Exploration | Edité par Mooneye Studios | Développé par Kyle Banks

8/10
One : 16 August 2024 Series X/S : 16 August 2024
16.08.2024 à 09h17 par

Test : Farewell North sur Xbox Series X|S

Draoidheil agus cianalais

Créé par un développeur solo, retrouvé confiné dans les suites de son arrivée en Ecosse en 2020, Farewell North nous invite à la découverte des étendues sauvages de l'extrême nord du pays au chardon en compagnie d'un duo attachant humain-canin en quête de souvenirs. Entre puzzles, aventure narrative et monde ouvert, le titre imaginé par Kyle Banks, épaulé par Mooneye Studios, se veut être une belle odyssée vidéo-ludique vers le grand nord écossais.

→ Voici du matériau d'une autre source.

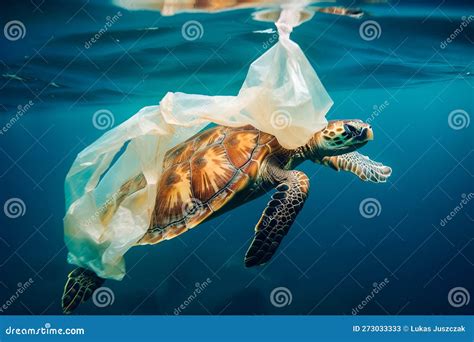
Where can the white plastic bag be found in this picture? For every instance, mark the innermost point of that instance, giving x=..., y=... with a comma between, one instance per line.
x=281, y=95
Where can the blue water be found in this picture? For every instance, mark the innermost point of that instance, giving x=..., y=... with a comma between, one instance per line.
x=332, y=255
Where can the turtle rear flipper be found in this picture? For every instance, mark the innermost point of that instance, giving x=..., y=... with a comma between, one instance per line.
x=80, y=285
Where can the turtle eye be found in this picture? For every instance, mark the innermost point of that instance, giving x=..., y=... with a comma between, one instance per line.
x=351, y=130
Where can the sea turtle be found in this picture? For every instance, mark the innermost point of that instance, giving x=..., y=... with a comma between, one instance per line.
x=223, y=167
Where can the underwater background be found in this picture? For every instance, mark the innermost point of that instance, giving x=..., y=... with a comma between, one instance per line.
x=403, y=247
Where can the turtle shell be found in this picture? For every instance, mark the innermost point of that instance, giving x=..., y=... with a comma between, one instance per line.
x=202, y=174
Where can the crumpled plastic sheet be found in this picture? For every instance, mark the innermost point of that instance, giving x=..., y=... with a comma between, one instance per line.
x=281, y=95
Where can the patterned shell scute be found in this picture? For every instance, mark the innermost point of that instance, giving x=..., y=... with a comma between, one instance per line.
x=204, y=173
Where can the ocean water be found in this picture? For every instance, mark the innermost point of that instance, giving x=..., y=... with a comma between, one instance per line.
x=414, y=254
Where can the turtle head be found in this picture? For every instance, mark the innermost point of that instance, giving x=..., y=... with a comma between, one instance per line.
x=339, y=137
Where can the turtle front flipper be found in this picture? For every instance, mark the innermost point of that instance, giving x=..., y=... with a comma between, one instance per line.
x=80, y=285
x=365, y=168
x=278, y=216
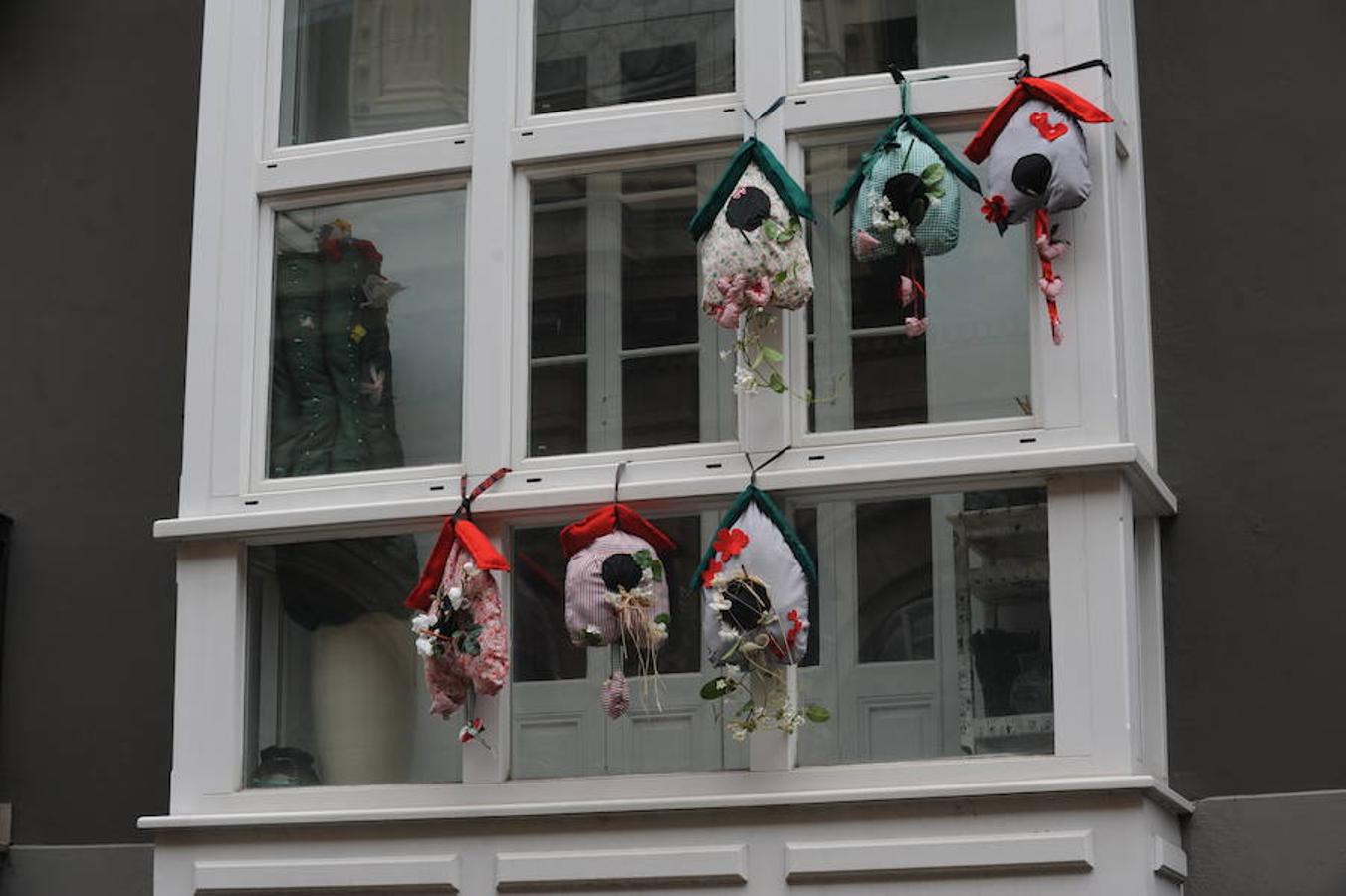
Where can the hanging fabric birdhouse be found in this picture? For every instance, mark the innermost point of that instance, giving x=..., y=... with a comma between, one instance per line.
x=754, y=256
x=1038, y=163
x=754, y=578
x=458, y=623
x=616, y=592
x=905, y=196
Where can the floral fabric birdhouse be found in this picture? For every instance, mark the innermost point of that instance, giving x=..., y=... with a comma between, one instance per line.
x=754, y=256
x=459, y=624
x=616, y=592
x=754, y=580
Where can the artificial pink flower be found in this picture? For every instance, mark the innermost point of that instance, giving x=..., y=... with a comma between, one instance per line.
x=906, y=291
x=731, y=287
x=726, y=314
x=471, y=731
x=615, y=697
x=758, y=292
x=1048, y=251
x=864, y=242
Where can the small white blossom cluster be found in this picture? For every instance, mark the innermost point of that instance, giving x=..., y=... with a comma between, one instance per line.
x=423, y=624
x=888, y=218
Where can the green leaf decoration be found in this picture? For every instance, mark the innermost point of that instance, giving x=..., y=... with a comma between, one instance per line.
x=815, y=713
x=716, y=688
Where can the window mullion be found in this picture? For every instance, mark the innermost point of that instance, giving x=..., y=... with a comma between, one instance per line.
x=488, y=344
x=764, y=416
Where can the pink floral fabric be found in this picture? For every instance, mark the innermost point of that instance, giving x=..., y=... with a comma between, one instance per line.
x=452, y=673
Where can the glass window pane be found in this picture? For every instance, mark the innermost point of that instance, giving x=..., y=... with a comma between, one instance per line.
x=597, y=53
x=336, y=692
x=976, y=359
x=936, y=627
x=859, y=37
x=367, y=336
x=630, y=362
x=660, y=401
x=358, y=68
x=559, y=728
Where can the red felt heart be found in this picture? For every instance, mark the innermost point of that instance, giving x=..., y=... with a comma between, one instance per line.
x=1047, y=129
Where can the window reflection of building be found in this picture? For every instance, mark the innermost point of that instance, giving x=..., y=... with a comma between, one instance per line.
x=593, y=53
x=374, y=66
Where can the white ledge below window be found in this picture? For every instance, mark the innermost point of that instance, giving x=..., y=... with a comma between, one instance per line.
x=930, y=474
x=1146, y=784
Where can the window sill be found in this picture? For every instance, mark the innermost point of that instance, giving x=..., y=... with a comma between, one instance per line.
x=929, y=473
x=1151, y=787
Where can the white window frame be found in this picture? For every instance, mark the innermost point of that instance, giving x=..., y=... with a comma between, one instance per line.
x=1090, y=439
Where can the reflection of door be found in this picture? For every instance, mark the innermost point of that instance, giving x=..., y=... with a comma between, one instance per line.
x=886, y=634
x=559, y=730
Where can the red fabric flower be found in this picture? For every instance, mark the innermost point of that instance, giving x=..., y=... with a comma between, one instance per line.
x=708, y=574
x=730, y=541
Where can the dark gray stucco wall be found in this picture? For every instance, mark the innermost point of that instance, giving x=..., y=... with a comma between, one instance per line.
x=98, y=145
x=1245, y=213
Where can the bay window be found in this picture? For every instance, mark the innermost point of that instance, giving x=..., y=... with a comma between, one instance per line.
x=436, y=237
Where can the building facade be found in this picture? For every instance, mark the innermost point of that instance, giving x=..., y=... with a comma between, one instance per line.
x=1011, y=627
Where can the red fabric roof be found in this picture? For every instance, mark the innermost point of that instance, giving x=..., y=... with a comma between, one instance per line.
x=1056, y=95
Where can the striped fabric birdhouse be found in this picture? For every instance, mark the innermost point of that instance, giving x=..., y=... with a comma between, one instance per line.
x=616, y=592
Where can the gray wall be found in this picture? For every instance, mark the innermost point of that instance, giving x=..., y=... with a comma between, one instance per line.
x=1245, y=210
x=99, y=103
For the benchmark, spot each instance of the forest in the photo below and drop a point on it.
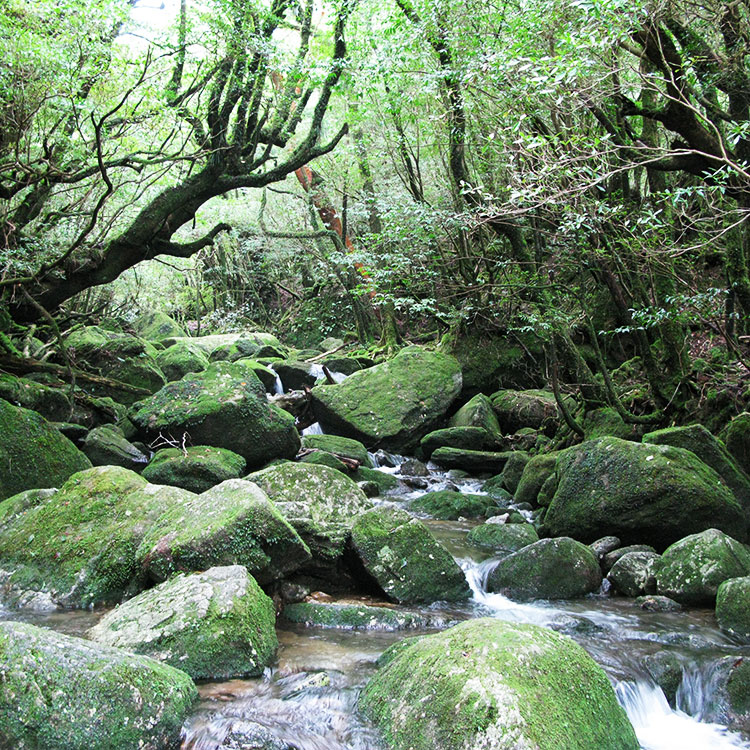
(375, 374)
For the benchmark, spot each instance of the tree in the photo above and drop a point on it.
(104, 171)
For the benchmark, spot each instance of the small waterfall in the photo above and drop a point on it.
(658, 727)
(316, 371)
(278, 387)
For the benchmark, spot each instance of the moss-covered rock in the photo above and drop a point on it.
(78, 545)
(339, 446)
(513, 470)
(353, 616)
(642, 493)
(320, 503)
(503, 538)
(125, 358)
(495, 487)
(233, 523)
(470, 460)
(733, 606)
(386, 482)
(180, 359)
(196, 468)
(265, 374)
(699, 440)
(64, 693)
(157, 326)
(477, 412)
(535, 473)
(449, 505)
(491, 684)
(634, 574)
(51, 403)
(462, 438)
(33, 453)
(391, 405)
(322, 458)
(107, 446)
(297, 375)
(692, 569)
(403, 557)
(534, 408)
(214, 625)
(548, 569)
(738, 440)
(225, 407)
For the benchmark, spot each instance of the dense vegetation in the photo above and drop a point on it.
(568, 180)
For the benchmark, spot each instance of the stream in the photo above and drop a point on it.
(308, 700)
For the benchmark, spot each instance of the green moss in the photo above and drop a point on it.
(477, 413)
(471, 460)
(699, 440)
(449, 505)
(339, 446)
(499, 685)
(64, 693)
(461, 438)
(80, 544)
(391, 405)
(641, 493)
(214, 625)
(196, 469)
(233, 523)
(33, 453)
(225, 407)
(503, 538)
(352, 616)
(180, 359)
(548, 569)
(406, 561)
(692, 569)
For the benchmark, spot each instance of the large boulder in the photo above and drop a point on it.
(51, 403)
(157, 326)
(321, 504)
(107, 446)
(196, 468)
(391, 405)
(503, 538)
(738, 440)
(692, 569)
(128, 359)
(496, 685)
(548, 569)
(214, 625)
(733, 606)
(225, 406)
(408, 564)
(64, 693)
(471, 461)
(537, 470)
(233, 523)
(449, 505)
(634, 574)
(33, 453)
(181, 358)
(78, 545)
(462, 438)
(339, 446)
(699, 440)
(641, 493)
(534, 408)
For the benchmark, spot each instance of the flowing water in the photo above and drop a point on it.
(308, 700)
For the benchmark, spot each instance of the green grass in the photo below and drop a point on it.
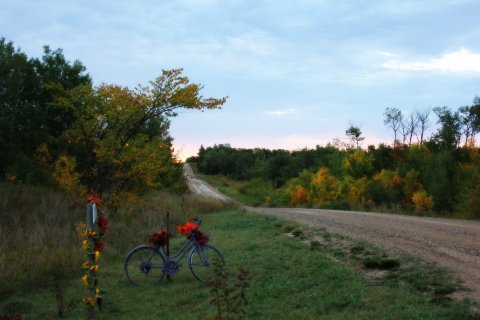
(307, 274)
(250, 192)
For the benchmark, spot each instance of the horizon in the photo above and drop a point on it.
(297, 75)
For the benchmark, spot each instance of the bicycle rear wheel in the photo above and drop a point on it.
(206, 262)
(143, 265)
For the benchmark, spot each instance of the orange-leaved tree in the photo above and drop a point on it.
(119, 142)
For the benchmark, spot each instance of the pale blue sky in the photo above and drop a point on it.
(297, 73)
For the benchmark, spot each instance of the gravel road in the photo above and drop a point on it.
(452, 244)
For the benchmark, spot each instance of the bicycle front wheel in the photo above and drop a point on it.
(143, 265)
(206, 262)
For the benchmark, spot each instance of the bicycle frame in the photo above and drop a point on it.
(187, 247)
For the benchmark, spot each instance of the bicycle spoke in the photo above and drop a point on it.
(144, 265)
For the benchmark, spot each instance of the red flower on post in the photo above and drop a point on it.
(159, 239)
(190, 227)
(98, 245)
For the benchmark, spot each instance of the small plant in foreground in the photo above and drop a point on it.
(229, 295)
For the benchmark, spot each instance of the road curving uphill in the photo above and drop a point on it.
(452, 244)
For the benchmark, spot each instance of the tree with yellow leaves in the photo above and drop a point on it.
(119, 141)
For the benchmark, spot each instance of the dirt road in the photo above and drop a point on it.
(453, 244)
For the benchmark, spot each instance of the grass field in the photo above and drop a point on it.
(295, 273)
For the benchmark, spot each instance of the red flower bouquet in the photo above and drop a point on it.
(192, 227)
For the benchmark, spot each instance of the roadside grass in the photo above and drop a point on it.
(235, 189)
(296, 273)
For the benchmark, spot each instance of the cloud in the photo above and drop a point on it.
(461, 60)
(280, 113)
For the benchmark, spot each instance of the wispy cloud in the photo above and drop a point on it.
(461, 60)
(279, 113)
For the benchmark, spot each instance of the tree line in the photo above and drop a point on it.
(436, 174)
(58, 129)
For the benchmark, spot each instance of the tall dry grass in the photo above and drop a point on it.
(39, 243)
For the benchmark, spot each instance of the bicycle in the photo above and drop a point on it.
(144, 262)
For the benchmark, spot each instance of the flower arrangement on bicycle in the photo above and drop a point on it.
(191, 228)
(151, 262)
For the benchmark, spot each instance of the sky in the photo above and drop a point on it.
(297, 73)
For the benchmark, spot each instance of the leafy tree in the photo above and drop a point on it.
(470, 121)
(393, 119)
(449, 134)
(423, 122)
(355, 135)
(28, 116)
(358, 164)
(119, 138)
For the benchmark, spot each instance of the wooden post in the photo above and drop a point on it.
(168, 238)
(91, 219)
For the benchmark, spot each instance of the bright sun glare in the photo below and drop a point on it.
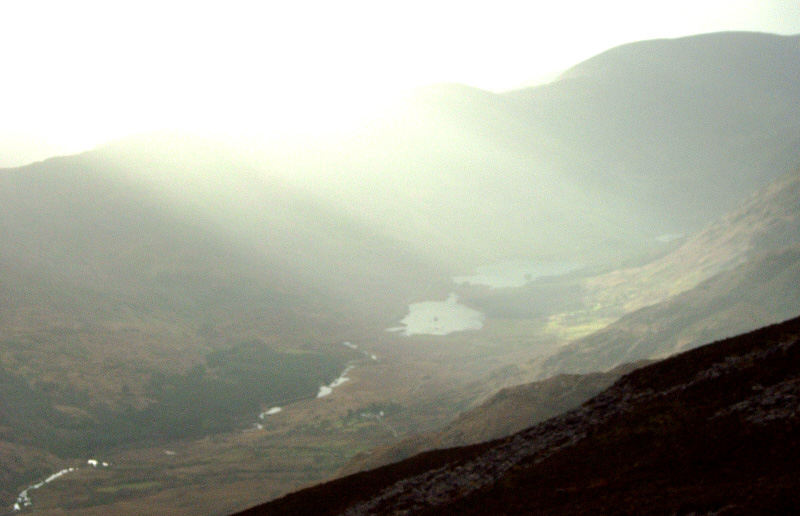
(78, 73)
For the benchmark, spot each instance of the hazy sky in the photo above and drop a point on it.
(76, 73)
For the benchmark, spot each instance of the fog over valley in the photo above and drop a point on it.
(464, 283)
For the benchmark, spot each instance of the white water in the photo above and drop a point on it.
(327, 390)
(24, 498)
(439, 318)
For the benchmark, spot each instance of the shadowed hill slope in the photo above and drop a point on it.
(705, 431)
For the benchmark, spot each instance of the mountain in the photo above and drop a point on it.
(646, 140)
(707, 431)
(749, 264)
(509, 411)
(161, 291)
(151, 271)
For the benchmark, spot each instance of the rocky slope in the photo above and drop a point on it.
(707, 431)
(508, 411)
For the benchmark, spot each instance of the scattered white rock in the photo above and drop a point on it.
(270, 412)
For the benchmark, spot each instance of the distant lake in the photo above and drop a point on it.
(514, 273)
(439, 318)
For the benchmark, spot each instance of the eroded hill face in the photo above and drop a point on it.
(707, 430)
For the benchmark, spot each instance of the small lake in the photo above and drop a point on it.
(514, 273)
(439, 318)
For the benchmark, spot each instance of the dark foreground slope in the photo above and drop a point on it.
(712, 430)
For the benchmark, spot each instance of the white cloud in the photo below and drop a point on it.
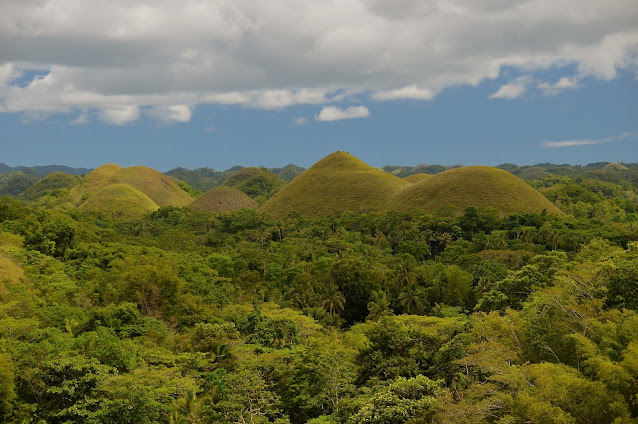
(8, 73)
(168, 114)
(410, 92)
(333, 113)
(514, 89)
(120, 115)
(585, 142)
(83, 118)
(102, 54)
(561, 85)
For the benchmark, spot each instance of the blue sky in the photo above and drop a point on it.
(543, 85)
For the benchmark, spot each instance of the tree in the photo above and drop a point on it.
(379, 306)
(334, 301)
(413, 299)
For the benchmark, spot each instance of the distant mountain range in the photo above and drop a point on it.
(43, 170)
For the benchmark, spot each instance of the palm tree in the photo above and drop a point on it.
(334, 300)
(379, 306)
(413, 299)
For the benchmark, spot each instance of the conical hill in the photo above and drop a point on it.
(415, 178)
(258, 183)
(120, 201)
(51, 183)
(480, 186)
(157, 186)
(337, 183)
(223, 199)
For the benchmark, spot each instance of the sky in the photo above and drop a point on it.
(218, 83)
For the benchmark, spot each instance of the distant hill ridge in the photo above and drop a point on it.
(43, 169)
(337, 183)
(223, 199)
(127, 192)
(340, 182)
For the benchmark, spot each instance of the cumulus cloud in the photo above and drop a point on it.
(514, 89)
(120, 115)
(150, 56)
(168, 114)
(83, 118)
(559, 86)
(585, 142)
(333, 113)
(410, 92)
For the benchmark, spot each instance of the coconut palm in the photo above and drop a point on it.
(333, 300)
(379, 305)
(413, 299)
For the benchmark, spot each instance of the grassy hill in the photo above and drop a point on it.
(415, 178)
(480, 186)
(50, 184)
(337, 183)
(223, 199)
(614, 166)
(258, 183)
(120, 201)
(160, 188)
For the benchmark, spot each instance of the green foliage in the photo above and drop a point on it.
(472, 186)
(223, 199)
(402, 401)
(180, 316)
(337, 183)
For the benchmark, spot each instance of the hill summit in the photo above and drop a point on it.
(337, 183)
(480, 186)
(160, 188)
(223, 199)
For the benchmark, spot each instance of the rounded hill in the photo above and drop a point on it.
(614, 166)
(223, 199)
(415, 178)
(255, 182)
(480, 186)
(54, 182)
(120, 201)
(337, 183)
(157, 186)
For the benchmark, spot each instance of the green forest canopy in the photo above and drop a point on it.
(380, 317)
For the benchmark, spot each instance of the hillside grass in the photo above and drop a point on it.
(160, 188)
(120, 201)
(51, 184)
(337, 183)
(480, 186)
(415, 178)
(223, 199)
(258, 183)
(614, 166)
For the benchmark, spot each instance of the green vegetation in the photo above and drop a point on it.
(258, 183)
(337, 183)
(415, 178)
(53, 184)
(479, 186)
(16, 183)
(160, 188)
(120, 201)
(223, 199)
(172, 316)
(614, 166)
(203, 179)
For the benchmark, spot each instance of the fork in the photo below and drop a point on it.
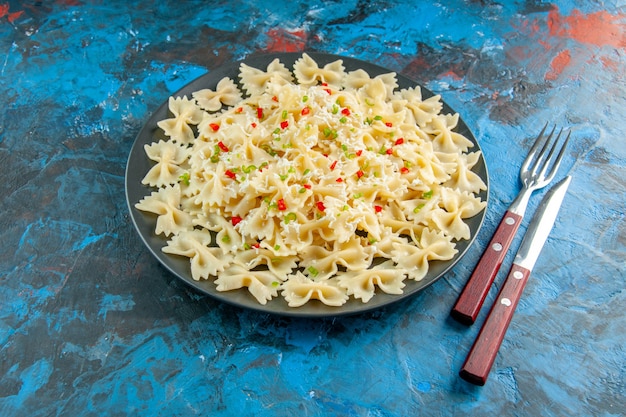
(534, 174)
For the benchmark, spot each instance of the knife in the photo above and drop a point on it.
(483, 353)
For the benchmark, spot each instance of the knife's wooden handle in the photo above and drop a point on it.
(483, 353)
(473, 295)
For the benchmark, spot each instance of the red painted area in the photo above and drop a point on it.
(609, 63)
(599, 29)
(452, 74)
(286, 41)
(558, 64)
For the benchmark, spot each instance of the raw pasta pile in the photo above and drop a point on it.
(311, 184)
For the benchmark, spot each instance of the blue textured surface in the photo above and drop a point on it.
(90, 324)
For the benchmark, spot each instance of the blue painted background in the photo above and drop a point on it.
(90, 324)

Farewell North nous emmène d’emblée à la découverte de notre duo de héros, Cailey, une jeune femme bonnet vissé sur le crâne et son compagnon à quatre pattes, Chesley, un Border collie bien débrouillard. Tous deux arrivent en  voiture dans un environnement sombre, morne et teinté de nuances de gris. Même si l’on devine très rapidement leurs traits en couleurs au début de l’aventure, les voilà vite dépourvus de leurs teintes et nous les suivons tels des silhouettes fantomatiques vidées de toute essence chromatique.  En vue à la troisième personne, nous suivons en premier lieu un Chesley gambadant dans les herbes hautes du Caithness et des îles Orcades, un archipel subarctique écossais qui, d’emblée, nous donne envie d’être découvert. Nous devinons bien vite que Farewell North souhaite nous amener à apporter une étincelle de vie aux paysages qui nous entourent en leur redonnant de la couleur.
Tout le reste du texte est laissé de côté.